Soon enough after his Sunday tweetfest, the Kanye cover became the most scrutizined image of a weekend devoid of significant celebrity nip slips. The Hollywood Reporter teased readers to "See the Kanye West Album Cover Banned From Wal-Mart." And while Todd Martens of the Los Angeles Times wrote that "perhaps 'banned' isn't the right word," he reported that an anonymous insider confirmed that West had been "strongly" encouraged to come up with a different cover. " At issue, said the high-placed industry source, was whether or not mass-market retailers such as Best Buy and Wal-Mart would carry an album featuring venomous nudes, and one that would no doubt inspire controversy." Calls to Wal-Mart by Salon Monday were not returned.

Yet the most Wal-Mart averse image on that album cover may not be George Condo's freaky painting. There's something far more interesting going on in the bottom corner. It's the words "Parental Advisory: Explicit Content." Wal-Mart doesn't carry products that have the parental advisory designation, ever.

Both West's earlier "Late Registration" and "Graduation" are sold in Wal-Mart only in their edited, cleaned-up versions. So West clearly knows his way around the big box stores and their restrictions. One has to wonder then if the man who claimed yesterday that "I wanna sell albums but not at the expense of my true creativity" was being a mite disingenuous. He didn't mind, after all, having the copious profanity of "Runaway" muted out during his "SNL" performance.

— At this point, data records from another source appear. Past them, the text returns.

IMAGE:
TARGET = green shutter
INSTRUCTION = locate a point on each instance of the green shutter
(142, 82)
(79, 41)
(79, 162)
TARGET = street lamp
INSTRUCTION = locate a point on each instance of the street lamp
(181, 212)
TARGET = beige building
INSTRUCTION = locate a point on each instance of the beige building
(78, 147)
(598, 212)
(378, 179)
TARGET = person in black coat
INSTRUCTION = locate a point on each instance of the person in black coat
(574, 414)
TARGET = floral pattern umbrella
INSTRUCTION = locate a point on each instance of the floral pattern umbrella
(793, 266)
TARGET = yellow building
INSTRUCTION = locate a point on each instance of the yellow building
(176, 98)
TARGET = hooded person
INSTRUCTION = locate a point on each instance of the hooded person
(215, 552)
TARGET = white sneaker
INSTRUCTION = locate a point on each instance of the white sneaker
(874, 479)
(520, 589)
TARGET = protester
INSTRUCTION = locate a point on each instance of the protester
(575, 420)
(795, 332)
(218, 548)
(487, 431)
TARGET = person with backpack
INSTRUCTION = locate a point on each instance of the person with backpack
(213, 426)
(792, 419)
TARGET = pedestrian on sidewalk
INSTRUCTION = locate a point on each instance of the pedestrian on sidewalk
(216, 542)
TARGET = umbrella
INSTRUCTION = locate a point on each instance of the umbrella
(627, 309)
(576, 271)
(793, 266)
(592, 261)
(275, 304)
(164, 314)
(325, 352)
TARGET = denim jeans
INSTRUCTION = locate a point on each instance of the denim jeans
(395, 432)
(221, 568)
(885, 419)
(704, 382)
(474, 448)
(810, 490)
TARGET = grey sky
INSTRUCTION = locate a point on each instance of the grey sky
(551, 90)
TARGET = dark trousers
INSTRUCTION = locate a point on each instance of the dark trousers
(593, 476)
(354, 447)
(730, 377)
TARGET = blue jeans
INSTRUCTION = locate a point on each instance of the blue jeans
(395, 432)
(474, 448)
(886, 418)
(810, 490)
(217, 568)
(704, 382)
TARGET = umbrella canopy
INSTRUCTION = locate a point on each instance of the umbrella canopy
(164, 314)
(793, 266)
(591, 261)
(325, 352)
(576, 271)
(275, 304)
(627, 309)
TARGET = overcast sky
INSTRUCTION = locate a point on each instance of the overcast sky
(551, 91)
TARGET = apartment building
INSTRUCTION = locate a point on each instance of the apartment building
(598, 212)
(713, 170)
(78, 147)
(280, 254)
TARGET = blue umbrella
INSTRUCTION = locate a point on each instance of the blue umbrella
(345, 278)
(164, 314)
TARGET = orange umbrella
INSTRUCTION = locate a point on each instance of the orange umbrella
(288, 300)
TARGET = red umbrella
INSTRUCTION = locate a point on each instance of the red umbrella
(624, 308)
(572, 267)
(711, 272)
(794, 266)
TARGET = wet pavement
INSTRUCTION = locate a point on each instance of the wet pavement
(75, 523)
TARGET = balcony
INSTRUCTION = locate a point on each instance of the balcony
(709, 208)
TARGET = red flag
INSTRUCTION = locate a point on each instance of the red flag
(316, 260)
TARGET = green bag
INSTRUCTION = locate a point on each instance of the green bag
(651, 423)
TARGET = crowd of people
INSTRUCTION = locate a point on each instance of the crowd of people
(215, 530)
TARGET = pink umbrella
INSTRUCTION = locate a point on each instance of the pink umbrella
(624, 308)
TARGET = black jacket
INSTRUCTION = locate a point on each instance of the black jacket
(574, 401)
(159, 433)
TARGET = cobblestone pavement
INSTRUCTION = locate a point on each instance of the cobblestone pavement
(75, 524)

Perhaps West knows something we don't. Perhaps executives at Wal-Mart are indeed right this minute fanning themselves in maidenly horror at the cover image of West's forthcoming album. Or maybe there's nothing like an old-fashioned censorship controversy to pique interest in whatever is The Man is trying to hide. If West wants people to listen to what's inside his album, why not drum up some extra attention by doing what he does best -- picking a fight? Cue to 24 hours after his initial tweets, and the new album has been mentioned on every entertainment column in the country. Kanye may be dark, twisted and occasionally out of his mind, but as his latest attention-getting stunt proves yet again, he's still a freaking genius.


By Mary Elizabeth Williams

Mary Elizabeth Williams is a senior writer for Salon and author of "A Series of Catastrophes & Miracles."